WebUSB extension brings native USB access to Firefox — with a little help from a native stub

April 20, 2026
Detailed close-up of a black USB cable with a black background, highlighting connectivity technology.
Photo by Ömer Yılmaz on Pexels

What it does

A new Firefox extension adds WebUSB support by linking the browser to a small native helper program. The extension itself communicates with that helper via Firefox's native messaging feature, enabling web pages to talk to USB devices in browsers that don’t natively support WebUSB. Want the convenience of in-browser device access without switching to Chromium? Now you can—though there’s a catch.

How it works and what you need

You install two pieces: the Firefox extension (.xpi or a temporary dev install) and a separate "native stub" program that sits on your machine. Prebuilt binaries are provided for macOS (x86_64, ARM64), Linux (x86_64, aarch64), and Windows (AMD64, ARM64), or you can build the native stub from source (it’s written in Rust). The native component handles the actual USB plumbing; the extension handles the browser-facing API.

It has been reported that the default installer trips up on unusual setups — things like shared *nix home directories across different architectures or Windows roaming profiles. The root cause is the native manifest mechanism and its use of absolute paths, so if you’re in one of those edge cases you’ll likely need an ad‑hoc workaround. There are also platform requirements: macOS 10.15+, Windows 10+, and recent Linux kernels with specific USBDEVFS features and a udev‑like daemon.

Why it matters (and a quick reality check)

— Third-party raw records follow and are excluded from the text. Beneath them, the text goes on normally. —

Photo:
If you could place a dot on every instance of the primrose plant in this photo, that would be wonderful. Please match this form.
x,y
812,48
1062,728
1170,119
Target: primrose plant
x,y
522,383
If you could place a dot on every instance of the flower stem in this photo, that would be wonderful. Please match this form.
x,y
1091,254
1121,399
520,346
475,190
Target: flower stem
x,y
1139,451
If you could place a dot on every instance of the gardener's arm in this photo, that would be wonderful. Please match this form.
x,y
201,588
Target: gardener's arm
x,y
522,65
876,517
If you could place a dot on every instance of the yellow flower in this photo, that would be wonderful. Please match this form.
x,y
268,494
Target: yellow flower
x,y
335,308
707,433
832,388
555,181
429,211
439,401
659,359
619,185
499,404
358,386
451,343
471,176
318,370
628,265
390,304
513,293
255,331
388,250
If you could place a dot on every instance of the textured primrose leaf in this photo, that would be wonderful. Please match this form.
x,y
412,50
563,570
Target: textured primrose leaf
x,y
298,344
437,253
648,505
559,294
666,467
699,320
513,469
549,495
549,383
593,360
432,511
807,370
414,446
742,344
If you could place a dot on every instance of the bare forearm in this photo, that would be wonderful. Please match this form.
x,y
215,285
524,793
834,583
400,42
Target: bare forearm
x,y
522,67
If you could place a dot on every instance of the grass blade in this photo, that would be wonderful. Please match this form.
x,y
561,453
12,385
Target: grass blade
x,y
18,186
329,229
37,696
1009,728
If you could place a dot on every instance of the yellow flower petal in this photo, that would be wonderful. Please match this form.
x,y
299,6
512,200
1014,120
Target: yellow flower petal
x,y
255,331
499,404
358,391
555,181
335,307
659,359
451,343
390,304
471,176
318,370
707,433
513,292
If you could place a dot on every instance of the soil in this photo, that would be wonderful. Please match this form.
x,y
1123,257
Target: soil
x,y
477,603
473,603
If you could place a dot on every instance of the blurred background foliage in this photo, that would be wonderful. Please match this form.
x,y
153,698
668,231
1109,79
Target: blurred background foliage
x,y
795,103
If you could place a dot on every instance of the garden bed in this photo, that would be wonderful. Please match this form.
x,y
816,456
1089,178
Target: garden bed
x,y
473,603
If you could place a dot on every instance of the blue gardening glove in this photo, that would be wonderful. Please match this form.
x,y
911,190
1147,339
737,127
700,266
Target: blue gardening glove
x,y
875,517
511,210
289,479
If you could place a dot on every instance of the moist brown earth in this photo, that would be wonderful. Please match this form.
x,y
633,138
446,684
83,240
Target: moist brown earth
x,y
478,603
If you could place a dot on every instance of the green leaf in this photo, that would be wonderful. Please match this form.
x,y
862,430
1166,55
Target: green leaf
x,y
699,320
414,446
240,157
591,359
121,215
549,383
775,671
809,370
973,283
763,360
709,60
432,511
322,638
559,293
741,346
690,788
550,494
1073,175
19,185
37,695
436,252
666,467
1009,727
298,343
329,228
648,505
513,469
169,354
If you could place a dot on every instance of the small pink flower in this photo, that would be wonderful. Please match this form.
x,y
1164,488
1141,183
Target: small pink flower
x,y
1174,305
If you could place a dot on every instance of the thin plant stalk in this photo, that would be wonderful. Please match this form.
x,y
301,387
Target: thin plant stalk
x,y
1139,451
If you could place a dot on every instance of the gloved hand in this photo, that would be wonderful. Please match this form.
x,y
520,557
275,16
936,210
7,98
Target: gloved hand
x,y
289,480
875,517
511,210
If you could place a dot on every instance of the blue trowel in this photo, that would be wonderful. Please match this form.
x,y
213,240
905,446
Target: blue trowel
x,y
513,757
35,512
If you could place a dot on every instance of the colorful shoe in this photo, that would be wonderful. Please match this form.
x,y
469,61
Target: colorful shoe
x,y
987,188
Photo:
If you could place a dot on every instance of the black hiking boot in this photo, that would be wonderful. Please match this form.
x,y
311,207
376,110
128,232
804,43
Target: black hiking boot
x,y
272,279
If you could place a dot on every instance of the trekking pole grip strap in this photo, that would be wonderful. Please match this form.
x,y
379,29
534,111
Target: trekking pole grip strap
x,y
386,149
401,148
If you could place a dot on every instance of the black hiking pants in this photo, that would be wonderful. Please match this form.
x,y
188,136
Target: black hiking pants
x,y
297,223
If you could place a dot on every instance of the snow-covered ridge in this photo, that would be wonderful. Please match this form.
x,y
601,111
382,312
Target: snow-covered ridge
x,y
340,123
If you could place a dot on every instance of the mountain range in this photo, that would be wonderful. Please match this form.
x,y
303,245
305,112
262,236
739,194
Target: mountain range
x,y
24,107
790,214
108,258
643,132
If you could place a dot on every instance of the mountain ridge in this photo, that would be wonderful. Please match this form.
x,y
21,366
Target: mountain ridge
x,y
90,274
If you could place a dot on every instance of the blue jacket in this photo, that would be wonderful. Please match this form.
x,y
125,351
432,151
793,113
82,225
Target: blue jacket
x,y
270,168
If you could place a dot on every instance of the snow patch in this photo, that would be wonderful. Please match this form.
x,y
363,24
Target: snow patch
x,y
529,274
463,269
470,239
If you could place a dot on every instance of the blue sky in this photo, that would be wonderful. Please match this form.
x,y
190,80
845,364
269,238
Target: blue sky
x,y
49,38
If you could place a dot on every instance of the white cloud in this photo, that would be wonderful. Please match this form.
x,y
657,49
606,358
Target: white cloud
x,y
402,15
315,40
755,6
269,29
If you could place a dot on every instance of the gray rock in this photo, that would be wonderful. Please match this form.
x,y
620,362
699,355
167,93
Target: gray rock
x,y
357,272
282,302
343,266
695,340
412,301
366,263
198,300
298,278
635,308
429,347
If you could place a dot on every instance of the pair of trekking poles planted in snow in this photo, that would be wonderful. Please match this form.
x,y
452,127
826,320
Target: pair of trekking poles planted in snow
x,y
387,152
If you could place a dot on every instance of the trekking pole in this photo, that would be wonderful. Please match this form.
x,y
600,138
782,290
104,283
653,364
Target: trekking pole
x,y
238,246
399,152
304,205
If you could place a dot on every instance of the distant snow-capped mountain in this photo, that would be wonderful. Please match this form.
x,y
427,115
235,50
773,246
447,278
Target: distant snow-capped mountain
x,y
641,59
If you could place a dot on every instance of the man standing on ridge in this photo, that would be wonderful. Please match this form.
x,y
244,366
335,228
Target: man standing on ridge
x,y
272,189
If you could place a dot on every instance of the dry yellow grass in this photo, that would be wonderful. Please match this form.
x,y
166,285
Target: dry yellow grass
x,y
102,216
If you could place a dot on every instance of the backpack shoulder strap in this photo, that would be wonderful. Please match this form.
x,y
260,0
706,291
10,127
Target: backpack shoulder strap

This fills a gap for Firefox users who want WebUSB-style workflows without switching browsers. That’s big for hardware hackers, device makers, and web apps that talk directly to peripherals. But remember: you’re trusting a native binary to bridge browser and device—security and review practices matter. It’s a clever, pragmatic fix. Not seamless, not zero-trust, but useful. If you like poking under the hood, this one’s for you.